Commitment Hour, James Alan Gardner
EOS, 1998, 343 pages, C$7.99 mmpb, ISBN 0-380-79827-1
First, a truly horrible confession, then the review.
My truly horrible confession is that I don’t care all that much about Science Fiction that sets out to explore the limits of gender identity. It’s a theme that just doesn’t interest me. Now, this wouldn’t mean much to most, but in a field which has hailed works like The Left Hand of Darkness and pioneered feminism before it was hip, well, it’s a bit like claiming to be a heretic. Broadly speaking, I have a really hard time getting excited about anything that makes in on the Tiptree Award ballot. (“An annual literary prize for science fiction or fantasy that expands or explores our understanding of gender.” says www.tiptree.org)
Which makes my reaction to Commitment Hour even more surprising.
Shortly stated, Commitment Hour is the story of a small village in a distant future in which the young ones switch, year after year, from one gender to another. After their twentieth year, they get to choose what gender they’ll remain for the rest of their lives.

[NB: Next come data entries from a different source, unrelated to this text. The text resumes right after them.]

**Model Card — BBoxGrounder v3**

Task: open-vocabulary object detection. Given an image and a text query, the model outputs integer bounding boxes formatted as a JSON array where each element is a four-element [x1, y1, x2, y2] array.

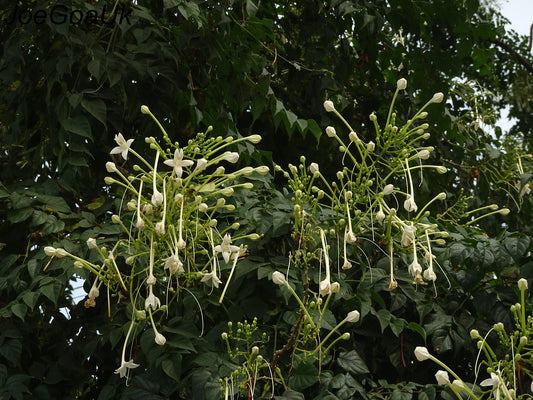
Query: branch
[[492, 39, 533, 74]]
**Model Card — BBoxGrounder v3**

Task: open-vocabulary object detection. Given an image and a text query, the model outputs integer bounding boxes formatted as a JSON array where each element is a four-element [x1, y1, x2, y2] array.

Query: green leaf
[[289, 362, 319, 391], [406, 322, 427, 341], [0, 339, 22, 363], [81, 98, 107, 128], [337, 350, 369, 375], [246, 0, 258, 17], [5, 374, 31, 399], [162, 355, 182, 381], [8, 207, 34, 223], [22, 292, 39, 310], [61, 116, 92, 140], [275, 390, 305, 400], [11, 303, 27, 321]]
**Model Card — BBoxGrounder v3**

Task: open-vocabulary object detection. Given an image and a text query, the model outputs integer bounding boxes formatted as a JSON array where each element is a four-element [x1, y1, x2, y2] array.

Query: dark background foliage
[[1, 0, 533, 398]]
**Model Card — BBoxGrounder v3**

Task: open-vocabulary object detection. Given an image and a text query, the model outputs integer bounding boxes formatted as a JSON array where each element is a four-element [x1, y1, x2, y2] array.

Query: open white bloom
[[114, 359, 139, 378], [414, 346, 431, 361], [323, 100, 335, 112], [164, 148, 194, 178], [201, 271, 222, 288], [401, 224, 416, 247], [435, 370, 450, 385], [480, 372, 500, 388], [272, 271, 286, 285], [164, 254, 184, 275], [110, 133, 134, 160], [346, 310, 360, 323], [145, 287, 161, 311], [214, 234, 240, 263], [404, 195, 418, 212]]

Normally, I would simply shrug at the premise and grit my teeth at having to read hundreds of pages on the subject. But the wonder of Commitment Hour is how it quickly and efficiently draws its reader in the lives of protagonist Fullin and the rest of his/her village. Before long, their calm routine is disrupted by the arrival of an outside observer and his neuter companion, an especially troubling event given the village’s widespread hatred of neuters.

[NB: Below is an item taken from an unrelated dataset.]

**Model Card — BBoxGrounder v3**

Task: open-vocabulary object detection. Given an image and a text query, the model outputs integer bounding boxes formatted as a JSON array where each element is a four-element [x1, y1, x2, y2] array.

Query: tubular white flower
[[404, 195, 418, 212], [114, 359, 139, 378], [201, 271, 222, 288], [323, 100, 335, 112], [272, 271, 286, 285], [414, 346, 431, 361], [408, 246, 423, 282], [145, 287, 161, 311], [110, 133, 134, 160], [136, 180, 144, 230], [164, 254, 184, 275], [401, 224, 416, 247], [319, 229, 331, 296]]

As the story unfolds, so do the layers of meaning and purpose behind the village’s unusual society. While the story may start in a cheerfully retrograde pastoral fantasy setting (another one of my pet peeves), Gardner slows strips away the false simplicity of Fullin’s life until we’re left with brushed steel and active nanotechnology. Good stuff.

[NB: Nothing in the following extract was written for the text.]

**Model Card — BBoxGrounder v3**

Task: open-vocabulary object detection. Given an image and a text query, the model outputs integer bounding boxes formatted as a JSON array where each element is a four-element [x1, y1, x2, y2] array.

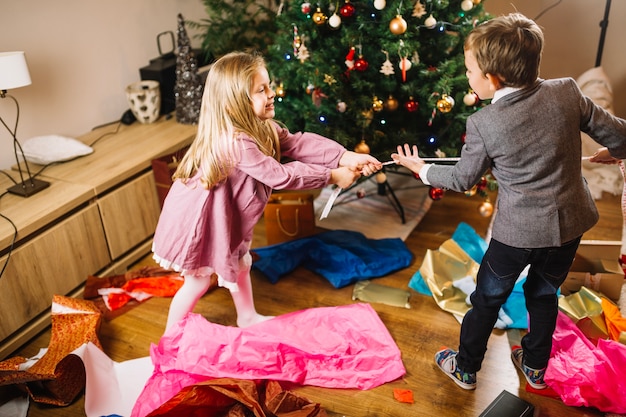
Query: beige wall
[[0, 0, 624, 170], [485, 0, 625, 119]]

All the while, Gardner’s voice does wonder at keeping the preaching to a minimum. A few lines are surprisingly funny (“As a forty-year-old woman, (she) actually had a remarkable body… then it struck me that I was ogling (…) my mother. I shuddered with a sudden case of the icks.” [P.151]) and the overall light tone of the novel is a welcome change from the dreary self-importance in which most Tiptree-Award nominees usually smother themselves. The accumulated goodwill created by the novel is strong enough that its impact isn’t soured when the story hakes an abrupt turn toward dramatic intensity during the course of its conclusion. Then again the conclusion is suitably uplifting, a minor miracle given the twenty or so ghastly pages leading to it. A lot of it has to do with the novel’s plot-driven thrust: Here, the genre-switching is an important part of the story, but certainly not the end of it; it’s only a part of a larger mystery and a good excuse for exploring other issues. Could this be why this book interested me despite elements I wouldn’t normally go for?
Technically, there isn’t much that’s wrong with Commitment Hour. The writing is efficient, the numerous character are well-sketched and the story steadily advances, page after page. The protagonist has a few unpleasant choices to make, and every chapter seems to be bringing extra complications. The only aspect where I felt a discontinuity between the author’s intentions and the actual execution were in presenting the protagonist’s different thought processes as s/he switched from male to female personalities.
But no matter. Commitment Hour is still an unexpected good read. In fact, it’s even more surprising given how little I had cared for Expendable, Gardner’s first novel. His second effort seems more compelling, more interesting and, yes, more successful. You can reliably bet that I’ll be taking another look at this author’s works from now on.
Even my reluctance to appreciate works lauded for the Tiptree award can be explained after all; while doing research for this review, I cam across the “long list” of works considered for the 1998 Tiptree, and saw that Commitment Hour had been dismissed as too conventional and mainstream. Go figure. Show’s em how much they know.